Running Jupiter Hell which uses Vulkan on PureOS

Anyone had any luck with this?

I’ve not tried running it on any other Linux distro. I’m pretty sure it is some proprietary software I need to run it, but I’d appreciate it if someone could tell me the repo I need to use to get it.

I haven’t tried it, but the requirements for SteamOS + Linux are


  • Requires a 64-bit processor and operating system
  • OS: 64-bit
  • Memory: 8 GB RAM
  • Graphics: OpenGL 4.3+ compatible
  • Storage: 2 GB available space


  • Requires a 64-bit processor and operating system
  • OS: Ubuntu 16.04 64-bit
  • Memory: 8 GB RAM
  • Graphics: NVIDIA GeForce GTX 960 or better
  • Storage: 2 GB available space
  • Sound Card: DirectX compatible sound card

So I’d say check your OpenGL version if you’re not using an NVidia graphics driver.


Thanks! Clearly it is the OpenGL drivers. Do you know how I can update them? I am assuming if there was an update for it then my continual apt updates would have already snagged it.

Do we know what the Librem 13 and 15 can officially support as far as OpenGL versions?

On my ol’ lappy

[ruff@trx trunk]$ glewinfo | head
    GLEW Extension Info

GLEW version 2.1.0
Reporting capabilities of display , visual 0xd0
Running on a Mesa DRI Intel(R) Haswell Mobile  from Intel Open Source Technology Center
OpenGL version 3.0 Mesa 19.2.1 is supported

Same here.

Whelp that solves it then. Bummer.

I don’t know how much the Librem 13 and 15 have changed since they came out, but they are currently listed as having Intel HD Graphics 620.

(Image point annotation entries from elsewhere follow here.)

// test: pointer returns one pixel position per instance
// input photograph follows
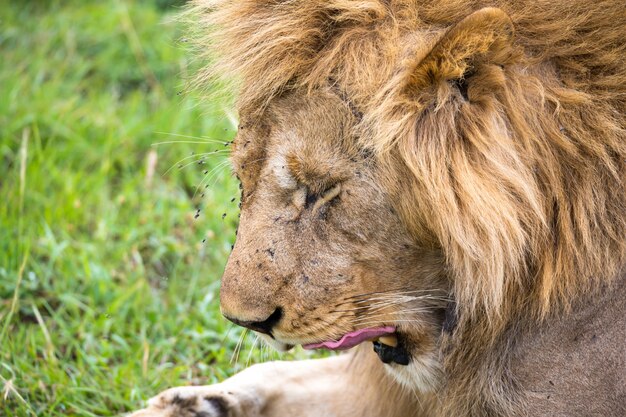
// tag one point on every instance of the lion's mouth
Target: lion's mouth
(350, 340)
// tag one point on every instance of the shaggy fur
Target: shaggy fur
(523, 185)
(501, 129)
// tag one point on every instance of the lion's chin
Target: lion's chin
(279, 346)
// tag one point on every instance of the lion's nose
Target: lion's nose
(263, 326)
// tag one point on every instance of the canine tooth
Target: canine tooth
(389, 340)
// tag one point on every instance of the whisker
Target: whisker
(202, 156)
(256, 340)
(238, 347)
(214, 171)
(200, 139)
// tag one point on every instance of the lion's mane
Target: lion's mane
(523, 190)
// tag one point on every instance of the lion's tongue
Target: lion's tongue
(352, 339)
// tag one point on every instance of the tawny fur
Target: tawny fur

Which does support OpenGL 4.5 and Vulkan 1.1.93.
I haven’t run PureOS yet, but as a Debian derivative, it would be doable. The trick to doing it nicely would be knowing what version of Debian to base things off of.
Can you run this from a terminal?

$ cat /etc/debian_version

It may be as simple as grabbing a Debian package, but could easily get more complicated if dependencies are involved.
More useful information on how to figure this out would be in the sources.lists file, which is where updates come from.

$ cat /etc/apt/sources.list

You don’t need to list the contents of that for us all, but if you could list the unique domain names that would be handy.

Believe the v3 models are on HD Graphics 520, which support 4.4.

Debian version is buster/sid,

deb amber main
deb stretch main contrib non-free
deb-src stretch main contrib non-free

deb stretch-updates main contrib non-free
deb-src stretch-updates main contrib non-free

deb stretch/updates main contrib non-free
deb-src stretch/updates main contrib non-free
deb amber-security main
deb amber-updates main

Actually it’s a bit more complex after reading latest developments.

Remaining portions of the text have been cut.